A quelques jours du début du tournoi de qualification olympique, dans quel état de forme et d’esprit te trouves-tu ?
Je suis en très bonne forme. Ma saison a débuté en juillet, je n’ai pas eu de repos. C’est une saison très dense pour les joueurs, notamment pour moi... mais je me sens en forme ! Jusqu’à présent, je réalise une super saison, donc j’arrive sur ce TQO en pleine confiance. Bien évidemment, j’irai en Suède avec un état d’esprit très positif en espérant me qualifier pour Rio.

Mon objectif est bien entendu de me qualifier dès ce TQO

Quels seront tes objectifs précis lors de ce TQO ?
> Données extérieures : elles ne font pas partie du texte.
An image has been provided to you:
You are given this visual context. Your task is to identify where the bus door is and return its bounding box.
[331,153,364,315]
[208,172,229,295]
Mes objectifs sont clairs, je suis tête de série n°7 et il y a 10 places qualificatives pour les Jeux Olympiques. J’espère donc décrocher une de ces places. Mes bons résultats de ces derniers temps me permettent tout de même de conserver une chance de me qualifier même si ça se passait mal dans cette compétition. Néanmoins, je n’ai aucune envie de compter sur ça, mon objectif est bien entendu de me qualifier dès ce TQO.
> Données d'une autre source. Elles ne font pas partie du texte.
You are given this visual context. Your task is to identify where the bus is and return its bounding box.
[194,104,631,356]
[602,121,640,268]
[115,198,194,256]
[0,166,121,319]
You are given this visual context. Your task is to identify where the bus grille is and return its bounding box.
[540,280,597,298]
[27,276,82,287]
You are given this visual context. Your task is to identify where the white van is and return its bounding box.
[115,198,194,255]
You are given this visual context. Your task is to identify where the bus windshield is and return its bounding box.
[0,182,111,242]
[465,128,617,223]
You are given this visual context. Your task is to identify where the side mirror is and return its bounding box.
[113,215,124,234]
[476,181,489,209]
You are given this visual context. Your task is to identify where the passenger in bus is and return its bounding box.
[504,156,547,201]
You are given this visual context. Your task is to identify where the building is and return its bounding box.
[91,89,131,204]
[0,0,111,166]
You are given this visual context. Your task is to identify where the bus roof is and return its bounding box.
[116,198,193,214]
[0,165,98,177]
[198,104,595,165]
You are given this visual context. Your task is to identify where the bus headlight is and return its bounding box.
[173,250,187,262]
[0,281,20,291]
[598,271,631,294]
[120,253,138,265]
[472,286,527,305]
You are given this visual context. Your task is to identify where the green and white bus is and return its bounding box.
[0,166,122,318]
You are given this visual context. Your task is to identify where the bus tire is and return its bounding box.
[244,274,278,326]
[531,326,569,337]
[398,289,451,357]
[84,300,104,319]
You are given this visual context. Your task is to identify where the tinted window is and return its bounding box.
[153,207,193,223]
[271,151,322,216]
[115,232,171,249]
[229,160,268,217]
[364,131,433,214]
Peux-tu nous en dire un peu plus sur la formule de ce TQO et les conditions que tu devras remplir pour te qualifier aux Jeux Olympiques de Rio ?
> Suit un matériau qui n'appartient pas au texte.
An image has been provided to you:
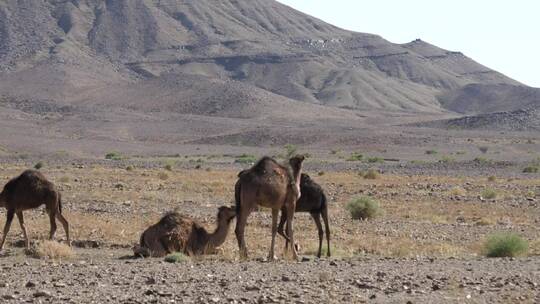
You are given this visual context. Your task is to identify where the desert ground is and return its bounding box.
[0,147,540,303]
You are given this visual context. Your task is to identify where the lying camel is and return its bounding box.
[133,207,236,257]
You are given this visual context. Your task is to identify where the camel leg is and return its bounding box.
[234,200,251,259]
[56,212,71,246]
[311,212,323,258]
[0,209,15,250]
[278,208,289,251]
[268,209,279,261]
[17,211,30,249]
[49,210,56,241]
[321,208,330,257]
[286,199,298,260]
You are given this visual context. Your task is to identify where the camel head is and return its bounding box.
[0,191,6,208]
[289,154,306,169]
[218,206,236,223]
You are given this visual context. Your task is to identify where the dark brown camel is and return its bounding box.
[0,170,71,250]
[235,155,304,260]
[235,173,331,258]
[278,174,330,258]
[134,207,236,257]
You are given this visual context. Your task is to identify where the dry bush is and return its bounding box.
[450,187,467,196]
[27,240,75,260]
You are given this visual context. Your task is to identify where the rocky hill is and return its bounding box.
[0,0,538,115]
[0,0,540,156]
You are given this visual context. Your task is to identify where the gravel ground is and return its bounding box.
[0,249,540,303]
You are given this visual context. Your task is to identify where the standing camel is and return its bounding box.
[133,207,236,257]
[235,155,304,260]
[278,173,330,258]
[0,170,71,250]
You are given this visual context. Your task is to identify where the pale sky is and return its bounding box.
[278,0,540,88]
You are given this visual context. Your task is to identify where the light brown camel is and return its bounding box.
[0,170,71,250]
[234,173,331,258]
[133,207,236,257]
[235,155,304,260]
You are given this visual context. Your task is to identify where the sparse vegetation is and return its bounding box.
[484,233,529,258]
[473,157,492,165]
[362,169,379,179]
[523,166,540,173]
[346,196,381,220]
[164,252,190,263]
[347,152,364,161]
[27,240,75,260]
[34,161,45,170]
[450,187,467,196]
[234,154,257,164]
[105,151,122,160]
[482,188,497,199]
[367,156,384,164]
[283,144,298,159]
[439,155,455,164]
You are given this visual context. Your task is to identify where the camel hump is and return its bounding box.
[158,211,184,228]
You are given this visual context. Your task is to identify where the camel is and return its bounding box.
[133,207,236,257]
[278,173,330,258]
[0,170,71,250]
[235,155,304,260]
[234,173,331,258]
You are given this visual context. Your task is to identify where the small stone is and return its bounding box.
[2,295,17,300]
[24,281,36,288]
[33,290,52,298]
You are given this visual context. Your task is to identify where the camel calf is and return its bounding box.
[0,170,71,250]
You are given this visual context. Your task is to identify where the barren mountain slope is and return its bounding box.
[0,0,527,115]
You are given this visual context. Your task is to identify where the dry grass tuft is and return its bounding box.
[27,241,75,260]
Il y a 10 places en jeu. En tant que tête de série, je suis dispensé de la première étape du tournoi. Dans la seconde étape, il restera 64 joueurs, répartis en 8 tableaux de 8 joueurs. Chaque vainqueur de tableau obtient son billet pour Rio. J’ai donc trois matches de suite à remporter pour gagner mon tableau et obtenir ma place aux Jeux. Dans le cas contraire, il y a une troisième étape avec les deux dernières places à gagner : les 56 joueurs restant sont répartis dans deux tableaux. Les deux vainqueurs de ces tableaux seront qualifiés pour les Jeux.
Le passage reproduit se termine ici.